According to this recent article, there is a surge in environmental, social, and corporate governance (ESG) investing, which is attracting record amounts of capital and bringing shareholder activism to the forefront. In contrast to the first wave of climate investing, this second wave will benefit from a more established ecosystem. In 2021, global venture capital funding for clean technology hit $43 billion, which was more than double the $20 billion invested in 2020. Experts believe that the trend is just getting started.

This aligns with the sentiment from a CEO roundtable I had the pleasure of moderating in the fall. The roundtable topic was the purpose-driven corporation. It was clear through the dialog that this phenomenon is not yesterday’s corporate social responsibility (CSR) window dressing. Sustainability at the broadest level is gaining considerable traction. Climate investing is driven by both a necessity to accelerate efforts to combat climate change and the investment opportunity it represents. Many stakeholders are now looking to capitalize on the energy transition.

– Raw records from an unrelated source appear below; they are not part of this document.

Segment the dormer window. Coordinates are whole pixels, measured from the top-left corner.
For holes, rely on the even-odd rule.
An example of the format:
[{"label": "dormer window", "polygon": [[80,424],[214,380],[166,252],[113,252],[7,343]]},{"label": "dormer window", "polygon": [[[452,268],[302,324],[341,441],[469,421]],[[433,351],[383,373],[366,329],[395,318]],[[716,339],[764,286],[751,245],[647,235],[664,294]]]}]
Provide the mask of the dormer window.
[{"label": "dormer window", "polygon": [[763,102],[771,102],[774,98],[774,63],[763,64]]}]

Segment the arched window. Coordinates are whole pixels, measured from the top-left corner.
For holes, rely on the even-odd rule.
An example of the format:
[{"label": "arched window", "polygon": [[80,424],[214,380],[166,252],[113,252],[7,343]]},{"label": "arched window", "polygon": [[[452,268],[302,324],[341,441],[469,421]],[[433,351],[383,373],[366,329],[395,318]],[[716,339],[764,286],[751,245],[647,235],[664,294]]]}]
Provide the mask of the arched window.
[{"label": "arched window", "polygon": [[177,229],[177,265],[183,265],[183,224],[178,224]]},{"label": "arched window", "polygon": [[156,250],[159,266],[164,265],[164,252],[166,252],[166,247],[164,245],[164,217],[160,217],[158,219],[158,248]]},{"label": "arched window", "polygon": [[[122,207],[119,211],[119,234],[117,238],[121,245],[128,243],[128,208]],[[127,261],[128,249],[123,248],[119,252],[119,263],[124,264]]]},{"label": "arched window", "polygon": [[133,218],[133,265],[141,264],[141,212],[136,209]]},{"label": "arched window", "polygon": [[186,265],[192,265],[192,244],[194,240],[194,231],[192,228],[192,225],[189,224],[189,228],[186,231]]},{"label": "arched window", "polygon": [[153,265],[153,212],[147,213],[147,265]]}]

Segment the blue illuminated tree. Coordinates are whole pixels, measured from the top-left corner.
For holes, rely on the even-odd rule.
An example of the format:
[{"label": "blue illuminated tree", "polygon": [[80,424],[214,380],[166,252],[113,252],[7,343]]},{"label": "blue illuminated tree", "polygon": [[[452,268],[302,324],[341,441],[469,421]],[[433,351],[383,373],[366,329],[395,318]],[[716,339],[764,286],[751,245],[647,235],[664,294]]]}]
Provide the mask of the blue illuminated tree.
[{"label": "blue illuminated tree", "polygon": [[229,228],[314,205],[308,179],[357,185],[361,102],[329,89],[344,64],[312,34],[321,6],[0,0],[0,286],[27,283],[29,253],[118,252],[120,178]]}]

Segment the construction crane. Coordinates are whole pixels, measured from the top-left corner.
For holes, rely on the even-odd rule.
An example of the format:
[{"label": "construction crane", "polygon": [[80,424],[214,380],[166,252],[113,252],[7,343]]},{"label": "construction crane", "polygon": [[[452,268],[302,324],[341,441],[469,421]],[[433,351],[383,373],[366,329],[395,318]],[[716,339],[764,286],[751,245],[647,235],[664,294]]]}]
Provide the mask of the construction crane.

Investors are looking for different things. From her standpoint of working at a major bank, she’s seen a lot of appetite among larger players — including institutional investors — for the relatively more mature sectors such as solar, wind, and electric vehicles.

Farnam Bidgoli, head of ESG Solutions at HSBC

Investing in climate technology requires us to connect several dots. As the article describes, climate investing goes beyond renewable energy, with applications across every part of the economy. They provide examples like software that makes buildings more efficient, or vertical farming that reduces emissions associated with food shipment. The building blocks that support the energy transition are accelerating and expanding. For example, this article describes how quantum technology could make charging electric cars as fast as pumping gas. The electric car market is one of the most rapidly growing sectors, and improvement in battery storage technology is a key driver. The challenge of slow battery charging speeds is an obstacle to large-scale adoption.

Currently, cars take about 10 hours to fully recharge at home. Even the fastest superchargers at the charging stations require up to 20 to 40 minutes to fully recharge the vehicles. This creates additional costs and inconvenience to the customers.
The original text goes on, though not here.